Joan Monfort è il fotografo che ha realizzato i celebri scatti a Lionel Messi e un Lamine Yamal neonato nel 2007, le immagini che oggi stanno facendo il giro del mondo. Oggi che è in pensione, e che i due assi si sfideranno nella finale dei Mondiali 2026, torna a parlare di quei momenti: "Non credevo nel destino, adesso sì".

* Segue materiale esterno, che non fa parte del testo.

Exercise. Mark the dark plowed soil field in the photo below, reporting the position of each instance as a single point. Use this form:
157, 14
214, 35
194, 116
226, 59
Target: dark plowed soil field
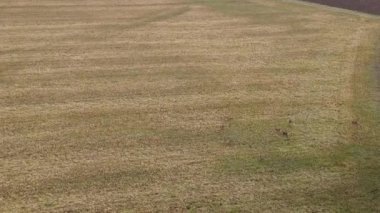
368, 6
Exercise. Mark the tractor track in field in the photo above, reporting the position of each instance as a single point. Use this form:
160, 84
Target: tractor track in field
366, 6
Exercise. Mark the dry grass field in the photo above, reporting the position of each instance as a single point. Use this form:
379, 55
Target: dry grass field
187, 105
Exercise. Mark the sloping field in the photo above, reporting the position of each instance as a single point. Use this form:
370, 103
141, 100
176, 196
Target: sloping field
170, 105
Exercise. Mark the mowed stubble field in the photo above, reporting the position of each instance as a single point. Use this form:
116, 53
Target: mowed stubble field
170, 105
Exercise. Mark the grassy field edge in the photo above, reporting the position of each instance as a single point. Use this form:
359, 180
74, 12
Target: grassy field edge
366, 127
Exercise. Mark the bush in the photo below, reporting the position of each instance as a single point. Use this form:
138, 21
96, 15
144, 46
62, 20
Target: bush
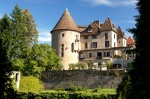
30, 84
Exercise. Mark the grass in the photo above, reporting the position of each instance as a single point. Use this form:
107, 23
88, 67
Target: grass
96, 91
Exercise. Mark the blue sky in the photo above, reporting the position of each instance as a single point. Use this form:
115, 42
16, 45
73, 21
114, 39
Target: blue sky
46, 13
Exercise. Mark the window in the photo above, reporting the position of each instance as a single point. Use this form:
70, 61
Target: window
94, 45
114, 36
76, 36
86, 45
106, 36
94, 36
63, 35
106, 54
89, 29
106, 43
81, 56
62, 50
85, 37
90, 54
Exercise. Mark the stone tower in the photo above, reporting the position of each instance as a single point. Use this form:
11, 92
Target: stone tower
65, 39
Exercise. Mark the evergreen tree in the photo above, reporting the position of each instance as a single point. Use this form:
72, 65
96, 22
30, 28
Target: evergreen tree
32, 32
19, 30
139, 82
6, 32
6, 88
25, 35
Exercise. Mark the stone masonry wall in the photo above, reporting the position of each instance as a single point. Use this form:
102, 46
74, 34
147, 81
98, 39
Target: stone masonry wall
84, 78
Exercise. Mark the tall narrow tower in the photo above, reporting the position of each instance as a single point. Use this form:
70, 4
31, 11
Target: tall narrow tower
65, 39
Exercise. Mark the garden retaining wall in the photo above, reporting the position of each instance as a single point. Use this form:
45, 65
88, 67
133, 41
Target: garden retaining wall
82, 78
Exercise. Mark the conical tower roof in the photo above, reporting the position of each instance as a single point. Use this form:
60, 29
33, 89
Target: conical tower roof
108, 26
120, 34
66, 22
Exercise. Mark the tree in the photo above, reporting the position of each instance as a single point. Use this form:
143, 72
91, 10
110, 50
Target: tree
24, 34
139, 87
7, 91
32, 32
19, 36
6, 32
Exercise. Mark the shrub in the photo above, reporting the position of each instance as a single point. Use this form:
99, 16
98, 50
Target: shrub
30, 84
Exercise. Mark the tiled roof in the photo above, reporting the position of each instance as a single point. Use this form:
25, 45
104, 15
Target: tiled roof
108, 26
66, 22
120, 34
95, 27
130, 41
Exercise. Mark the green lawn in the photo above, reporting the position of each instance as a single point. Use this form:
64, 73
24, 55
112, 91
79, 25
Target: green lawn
87, 91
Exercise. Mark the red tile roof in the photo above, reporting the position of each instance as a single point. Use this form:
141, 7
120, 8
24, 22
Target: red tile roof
108, 26
130, 41
120, 34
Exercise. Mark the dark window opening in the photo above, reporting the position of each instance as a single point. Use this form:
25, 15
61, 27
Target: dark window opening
94, 36
106, 54
106, 36
94, 45
99, 55
85, 37
106, 43
86, 45
90, 54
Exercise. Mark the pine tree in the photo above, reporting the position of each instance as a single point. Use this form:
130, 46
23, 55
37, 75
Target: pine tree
6, 32
6, 88
19, 30
139, 75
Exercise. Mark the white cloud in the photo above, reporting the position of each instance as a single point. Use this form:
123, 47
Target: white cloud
1, 15
44, 35
111, 2
128, 21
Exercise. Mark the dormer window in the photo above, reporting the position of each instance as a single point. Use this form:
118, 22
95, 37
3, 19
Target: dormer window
89, 29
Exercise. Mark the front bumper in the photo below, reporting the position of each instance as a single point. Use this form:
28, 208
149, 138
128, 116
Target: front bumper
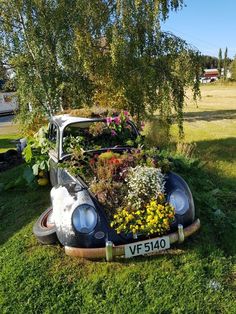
111, 251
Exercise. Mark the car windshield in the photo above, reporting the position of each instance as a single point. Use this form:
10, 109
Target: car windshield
95, 135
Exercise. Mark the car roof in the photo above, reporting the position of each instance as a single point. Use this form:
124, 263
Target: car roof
65, 119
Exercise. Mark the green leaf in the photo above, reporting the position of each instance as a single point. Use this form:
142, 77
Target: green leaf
28, 175
27, 153
35, 169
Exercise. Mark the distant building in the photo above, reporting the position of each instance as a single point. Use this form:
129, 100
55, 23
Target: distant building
209, 75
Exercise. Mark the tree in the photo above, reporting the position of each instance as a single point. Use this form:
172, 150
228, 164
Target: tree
219, 67
225, 63
100, 51
233, 69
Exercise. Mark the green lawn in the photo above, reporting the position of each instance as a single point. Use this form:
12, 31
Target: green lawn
195, 277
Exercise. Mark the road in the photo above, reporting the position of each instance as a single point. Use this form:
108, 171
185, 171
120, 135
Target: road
6, 120
7, 125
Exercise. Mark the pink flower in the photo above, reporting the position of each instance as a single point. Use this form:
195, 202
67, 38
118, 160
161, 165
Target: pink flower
117, 120
109, 120
113, 133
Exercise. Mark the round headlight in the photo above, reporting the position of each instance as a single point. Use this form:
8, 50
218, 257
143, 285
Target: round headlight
84, 218
179, 200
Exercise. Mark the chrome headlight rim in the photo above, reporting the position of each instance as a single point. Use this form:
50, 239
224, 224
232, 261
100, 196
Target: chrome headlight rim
179, 199
84, 218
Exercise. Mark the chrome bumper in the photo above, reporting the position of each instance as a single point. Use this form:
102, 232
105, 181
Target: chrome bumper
111, 251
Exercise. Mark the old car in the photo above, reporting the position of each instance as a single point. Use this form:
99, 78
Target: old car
78, 218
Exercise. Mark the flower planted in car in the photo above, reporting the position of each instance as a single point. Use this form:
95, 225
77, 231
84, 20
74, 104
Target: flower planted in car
154, 218
111, 196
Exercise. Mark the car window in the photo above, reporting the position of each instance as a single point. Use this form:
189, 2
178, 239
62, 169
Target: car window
98, 134
52, 135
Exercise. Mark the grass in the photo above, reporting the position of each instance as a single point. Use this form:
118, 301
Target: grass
195, 277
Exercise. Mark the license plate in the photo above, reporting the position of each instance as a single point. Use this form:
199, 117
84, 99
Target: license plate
147, 247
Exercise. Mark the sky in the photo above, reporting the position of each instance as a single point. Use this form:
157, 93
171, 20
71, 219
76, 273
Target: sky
206, 24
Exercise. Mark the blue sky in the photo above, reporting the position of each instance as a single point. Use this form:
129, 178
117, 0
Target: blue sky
206, 24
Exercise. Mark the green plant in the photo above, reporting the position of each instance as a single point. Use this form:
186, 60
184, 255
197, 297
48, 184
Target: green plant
36, 151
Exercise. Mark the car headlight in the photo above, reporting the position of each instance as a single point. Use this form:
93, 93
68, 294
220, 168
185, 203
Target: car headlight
179, 200
84, 218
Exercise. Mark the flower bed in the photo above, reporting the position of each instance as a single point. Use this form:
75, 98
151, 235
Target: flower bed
126, 179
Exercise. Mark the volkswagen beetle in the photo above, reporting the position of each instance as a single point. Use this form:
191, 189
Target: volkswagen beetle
78, 220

Come nasce l'idea dello scatto
Racconta il fotografo: "Alla fine dell'Europeo 2024 è magicamente riapparsa. L'ha postata il padre di Lamine su Instagram. La storia è che il Barcellona e Unicef preparavano un calendario e avevano deciso di accoppiare un calciatore di prima squadra e un bambino della Catalogna, a sorteggio. C'era l'idea di trasmettere senso di umanità con l'avvicinarsi del Natale. Quando mi dissero che il bambino aveva solo pochi mesi mi preoccupai, mentre facevo il bagnetto a mia figlia mi venne l'idea della vaschetta e della papera e il giorno dopo portai tutto al Camp Nou".
Messi preoccupato dal baby Yamal
In conclusione, Monfort spiega anche quanto fosse dubbioso il campione argentino: "Messi ancora oggi è riservato, allora era proprio timidissimo. Era teso avendo visto un bambino così piccolo, pensava dovesse fare con un ragazzino. Cercavo di dargli consigli, ma dovevo pure fare la foto: a salvarci è stata la mamma di Lamine. E nelle foto sorridono tutti: missione compiuta".